Hawn also writes that the plant had had a cafeteria, water and sewer system, steam plant, railroad line, hospital, laundry, and box factory. Legend tells the KOW was the largest of its kind in the world. As one can imagine, the process for making TNT was pretty extensive and called for buildings on stilts with lead floors, the mixing of acid and toluene gas. After production, the TNT was boxed and sent to storage in magazines. These buildings, also called igloos, were built with four foot thick concrete walls which were tapered to 18 inches at the top with a bolted on wood roof. This was in hopes to direct any accidental explosions upward instead of toward the other machines.
As a longtime resident of Heath, I have heard many stories of the plant. My grandfather, Wilford Cathey worked at the KOW site.

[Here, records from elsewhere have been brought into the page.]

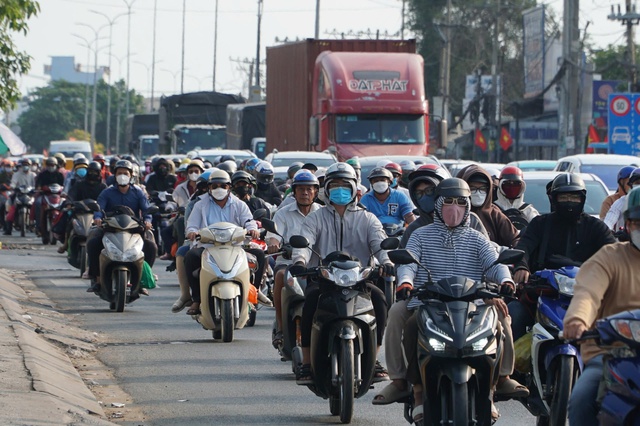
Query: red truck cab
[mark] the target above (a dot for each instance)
(369, 103)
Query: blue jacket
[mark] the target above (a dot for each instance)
(134, 198)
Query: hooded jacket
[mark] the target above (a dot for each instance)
(358, 232)
(499, 227)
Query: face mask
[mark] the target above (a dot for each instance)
(123, 180)
(380, 187)
(218, 194)
(453, 214)
(635, 238)
(427, 203)
(478, 198)
(340, 196)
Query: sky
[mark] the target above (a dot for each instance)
(51, 33)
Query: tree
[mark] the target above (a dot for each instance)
(58, 108)
(13, 63)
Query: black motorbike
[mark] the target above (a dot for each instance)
(459, 345)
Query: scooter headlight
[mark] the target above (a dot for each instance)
(629, 329)
(565, 284)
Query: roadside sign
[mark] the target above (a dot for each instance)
(624, 123)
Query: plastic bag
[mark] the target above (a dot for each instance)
(147, 280)
(523, 353)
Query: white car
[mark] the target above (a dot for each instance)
(605, 166)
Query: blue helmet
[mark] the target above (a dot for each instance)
(304, 177)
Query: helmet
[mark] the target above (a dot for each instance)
(380, 172)
(251, 165)
(568, 182)
(228, 166)
(453, 187)
(631, 208)
(354, 162)
(634, 176)
(123, 164)
(219, 176)
(264, 172)
(394, 168)
(242, 176)
(305, 177)
(94, 165)
(293, 168)
(195, 163)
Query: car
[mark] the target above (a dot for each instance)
(285, 158)
(368, 163)
(536, 191)
(213, 155)
(605, 166)
(534, 165)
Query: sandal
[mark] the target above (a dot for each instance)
(390, 394)
(511, 389)
(304, 376)
(380, 374)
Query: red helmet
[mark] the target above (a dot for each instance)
(511, 183)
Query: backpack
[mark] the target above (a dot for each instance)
(517, 218)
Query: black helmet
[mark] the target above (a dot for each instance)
(123, 164)
(568, 182)
(453, 187)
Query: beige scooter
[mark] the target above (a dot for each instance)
(224, 280)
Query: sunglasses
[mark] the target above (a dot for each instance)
(461, 201)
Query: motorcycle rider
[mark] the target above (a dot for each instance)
(623, 188)
(22, 177)
(122, 194)
(343, 226)
(288, 221)
(161, 180)
(567, 231)
(387, 204)
(607, 283)
(219, 205)
(449, 247)
(510, 197)
(500, 229)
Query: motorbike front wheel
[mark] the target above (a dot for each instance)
(346, 378)
(226, 321)
(563, 381)
(120, 284)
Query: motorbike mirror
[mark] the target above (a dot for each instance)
(298, 241)
(390, 243)
(259, 214)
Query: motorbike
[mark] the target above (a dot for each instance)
(459, 345)
(122, 258)
(343, 335)
(225, 280)
(555, 364)
(619, 389)
(81, 219)
(24, 198)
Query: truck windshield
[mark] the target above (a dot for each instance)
(380, 129)
(194, 139)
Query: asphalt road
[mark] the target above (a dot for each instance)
(174, 370)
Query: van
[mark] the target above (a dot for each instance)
(69, 149)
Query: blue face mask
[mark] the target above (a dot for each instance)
(340, 196)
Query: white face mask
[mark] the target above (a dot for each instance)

As a child, I was told that he was turned away from the draft due to the amount of gunpowder in his bloodstream, as if he would have exploded if shot. While in high school, a number of my fellow students told of a map that they found at the library which marked a number of tanks that were buried near the KOW site. They took to shovels, and while they never discovered any tanks, they did get a nice case of poison ivy. These “tanks” that they were searching for were actually storage tanks and not military tanks like they had conjured. Folklore or truth, tales like this have long shrouded the plant’s history.
Today, the majority of the structures and facility are gone. A large portion of the original acreage is now home to what is left of the uranium enrichment plant that was built in the early ‘50s. Many of the families who had to move resettled around the boundaries of the plant property. They and their ancestors still live there today.